MONTGOMERY, AL (WSFA) - Health officials believe they've identified the source of a bacteria that contaminated IV nutrition bags used at six Alabama hospitals. Of the 19 known patients affected by the contaminated product, nine have died.
After gathering samples from 12 of the 19 affected patients, the Alabama Department of Public Health and the Centers for Disease Control announced Thursday that samples from a container and stirrer used to mix powdered amino acids, the spigot to the tap water faucet used to rinse those tools, and the contaminated TPN (total parenteral nutrition) product "had the same genetic fingerprint as the organism" identified as Serratia marcescens.
ADPH said a bag of compounded amino acids used in TPN's production has also grown Serratia marcescens, but genetic fingerprint results are not yet available. Six other individual cases had no samples to test, while results from a seventh case are pending.
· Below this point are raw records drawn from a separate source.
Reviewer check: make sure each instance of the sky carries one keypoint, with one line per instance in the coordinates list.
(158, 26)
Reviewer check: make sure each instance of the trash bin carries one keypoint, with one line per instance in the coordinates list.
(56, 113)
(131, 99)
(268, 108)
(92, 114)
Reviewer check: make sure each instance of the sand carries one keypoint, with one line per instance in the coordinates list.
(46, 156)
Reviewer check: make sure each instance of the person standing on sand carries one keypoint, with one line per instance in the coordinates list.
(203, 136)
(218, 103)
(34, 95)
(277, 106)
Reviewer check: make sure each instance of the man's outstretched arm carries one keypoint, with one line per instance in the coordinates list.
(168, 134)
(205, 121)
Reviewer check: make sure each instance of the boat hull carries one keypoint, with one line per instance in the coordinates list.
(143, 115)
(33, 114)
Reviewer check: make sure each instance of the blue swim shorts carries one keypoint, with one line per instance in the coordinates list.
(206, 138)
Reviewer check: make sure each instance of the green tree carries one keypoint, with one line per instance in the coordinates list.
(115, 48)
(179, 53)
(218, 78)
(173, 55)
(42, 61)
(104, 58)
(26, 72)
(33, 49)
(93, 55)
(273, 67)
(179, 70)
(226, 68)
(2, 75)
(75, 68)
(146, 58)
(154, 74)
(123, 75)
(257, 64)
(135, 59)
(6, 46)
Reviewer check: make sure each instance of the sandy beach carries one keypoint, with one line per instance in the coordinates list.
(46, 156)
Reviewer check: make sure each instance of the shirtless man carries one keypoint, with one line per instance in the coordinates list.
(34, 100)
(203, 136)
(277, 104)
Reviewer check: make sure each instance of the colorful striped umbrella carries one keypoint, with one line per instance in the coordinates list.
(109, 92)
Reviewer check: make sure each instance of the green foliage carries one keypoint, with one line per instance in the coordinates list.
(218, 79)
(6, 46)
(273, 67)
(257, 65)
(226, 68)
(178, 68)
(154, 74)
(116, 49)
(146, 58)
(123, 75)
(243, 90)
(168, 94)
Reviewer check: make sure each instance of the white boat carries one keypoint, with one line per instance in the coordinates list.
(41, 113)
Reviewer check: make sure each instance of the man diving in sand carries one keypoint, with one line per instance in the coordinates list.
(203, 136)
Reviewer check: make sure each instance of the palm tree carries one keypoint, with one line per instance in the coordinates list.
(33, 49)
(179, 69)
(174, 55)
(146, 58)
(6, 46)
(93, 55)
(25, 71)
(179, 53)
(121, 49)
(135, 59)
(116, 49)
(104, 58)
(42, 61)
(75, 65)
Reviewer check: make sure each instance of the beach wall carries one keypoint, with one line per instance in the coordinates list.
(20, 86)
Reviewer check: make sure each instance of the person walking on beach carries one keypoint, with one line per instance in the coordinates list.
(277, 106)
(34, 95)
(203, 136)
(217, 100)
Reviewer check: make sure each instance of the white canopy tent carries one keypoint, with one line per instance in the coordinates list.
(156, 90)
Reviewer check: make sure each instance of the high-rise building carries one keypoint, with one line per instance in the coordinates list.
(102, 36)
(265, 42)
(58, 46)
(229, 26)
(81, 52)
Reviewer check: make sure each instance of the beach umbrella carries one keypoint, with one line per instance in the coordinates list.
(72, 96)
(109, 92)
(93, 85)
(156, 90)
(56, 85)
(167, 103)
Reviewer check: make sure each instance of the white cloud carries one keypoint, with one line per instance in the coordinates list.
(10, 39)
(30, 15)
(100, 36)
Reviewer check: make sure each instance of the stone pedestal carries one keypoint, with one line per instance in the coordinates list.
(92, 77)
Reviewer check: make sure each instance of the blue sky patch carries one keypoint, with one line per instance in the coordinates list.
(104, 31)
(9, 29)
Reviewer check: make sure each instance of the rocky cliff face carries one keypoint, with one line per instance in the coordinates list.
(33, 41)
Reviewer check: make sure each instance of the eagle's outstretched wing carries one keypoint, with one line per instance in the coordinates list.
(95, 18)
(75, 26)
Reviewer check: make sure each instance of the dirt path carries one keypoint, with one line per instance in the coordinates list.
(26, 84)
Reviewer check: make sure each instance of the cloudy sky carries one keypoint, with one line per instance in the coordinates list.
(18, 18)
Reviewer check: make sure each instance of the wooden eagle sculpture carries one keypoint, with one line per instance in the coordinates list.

The health department says failure by the product's maker, Meds IV of Birmingham, to sterilize during the compounding process "was most likely the cause of the contamination. Use of these contaminated products led to a bacterial bloodstream infection in these 19 patients."
The health department will not say for certain if the contaminated patients died as a result of the TPN or if their deaths resulted from other health factors.
The ADPH says it continues to investigate the outbreak with the CDC, the U.S. Food and Drug Administration, the Alabama Hospital Association, and the State Board of Pharmacy.